Het hof is van oordeel dat deze rapportage eerder het standpunt van JBRA, dat nadere observatie nodig is, onderbouwt dan moeders standpunt dat haar persoonlijkheidsstructuur dan wel psychische gesteldheid geenszins in de weg staan aan een thuisplaatsing van [de minderjarige] .

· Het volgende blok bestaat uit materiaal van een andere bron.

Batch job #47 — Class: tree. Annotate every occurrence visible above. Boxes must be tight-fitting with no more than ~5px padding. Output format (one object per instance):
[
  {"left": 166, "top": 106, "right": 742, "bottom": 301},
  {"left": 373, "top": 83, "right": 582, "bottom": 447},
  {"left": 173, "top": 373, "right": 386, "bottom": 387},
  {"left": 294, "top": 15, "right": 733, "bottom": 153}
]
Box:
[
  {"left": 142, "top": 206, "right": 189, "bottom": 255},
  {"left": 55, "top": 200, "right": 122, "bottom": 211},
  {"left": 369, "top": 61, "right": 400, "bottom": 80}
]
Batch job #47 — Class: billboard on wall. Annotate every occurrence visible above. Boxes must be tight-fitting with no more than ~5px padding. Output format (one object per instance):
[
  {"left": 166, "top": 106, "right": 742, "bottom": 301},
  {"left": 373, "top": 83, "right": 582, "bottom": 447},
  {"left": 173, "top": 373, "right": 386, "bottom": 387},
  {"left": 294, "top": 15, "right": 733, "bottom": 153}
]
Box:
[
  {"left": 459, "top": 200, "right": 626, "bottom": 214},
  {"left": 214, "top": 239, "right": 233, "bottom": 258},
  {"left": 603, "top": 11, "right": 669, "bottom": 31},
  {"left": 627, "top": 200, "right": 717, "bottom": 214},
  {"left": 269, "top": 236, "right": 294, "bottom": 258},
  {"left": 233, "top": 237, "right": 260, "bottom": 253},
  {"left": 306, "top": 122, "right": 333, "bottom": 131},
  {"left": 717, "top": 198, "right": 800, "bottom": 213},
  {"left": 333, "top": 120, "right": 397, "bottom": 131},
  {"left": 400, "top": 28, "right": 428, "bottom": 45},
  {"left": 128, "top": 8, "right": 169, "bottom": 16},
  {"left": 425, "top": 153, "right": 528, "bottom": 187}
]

Gelet op de zeer jonge leeftijd van [de minderjarige] en haar belang bij een veilige opvoedomgeving, alsmede de wisselingen van verblijfplaats die [de minderjarige] al door heeft moeten maken, acht ook het hof het van belang dat er eerst zicht komt op de persoonlijkheid en de opvoedvaardigheden van de moeder alvorens een thuisplaatsing bij haar kan worden overwogen. De interactie tussen de moeder en [de minderjarige] , de zelfstandigheid van de moeder in de opvoeding en verzorging en de invloed van het netwerk op de moeder kunnen daarbij (onder meer) relevante onderzoeksthema’s zijn. Het hof acht de Bascule hiervoor een goede optie, maar sluit niet uit dat er ook nog andere mogelijkheden zijn die tot het zelfde resultaat kunnen leiden. Op grond van het vorenstaande is het hof van oordeel dat het ten tijde van de bestreden beschikking in het belang van de opvoeding en verzorging van [de minderjarige] noodzakelijk was en thans nog steeds is om haar uit huis te plaatsen. Het hof zal daarom de bestreden beschikking bekrachtigen en het verzoek van de moeder in hoger beroep afwijzen.

5.Beslissing

Het hof:
bekrachtigt de beschikking waarvan beroep.
Deze beschikking is gegeven door mr. A. van Haeringen, mr. M.F.G.H. Beckers en mr. M. Perfors in tegenwoordigheid van mr. H.T. Klein Schiphorst als griffier, en in het openbaar uitgesproken op 25 augustus 2015.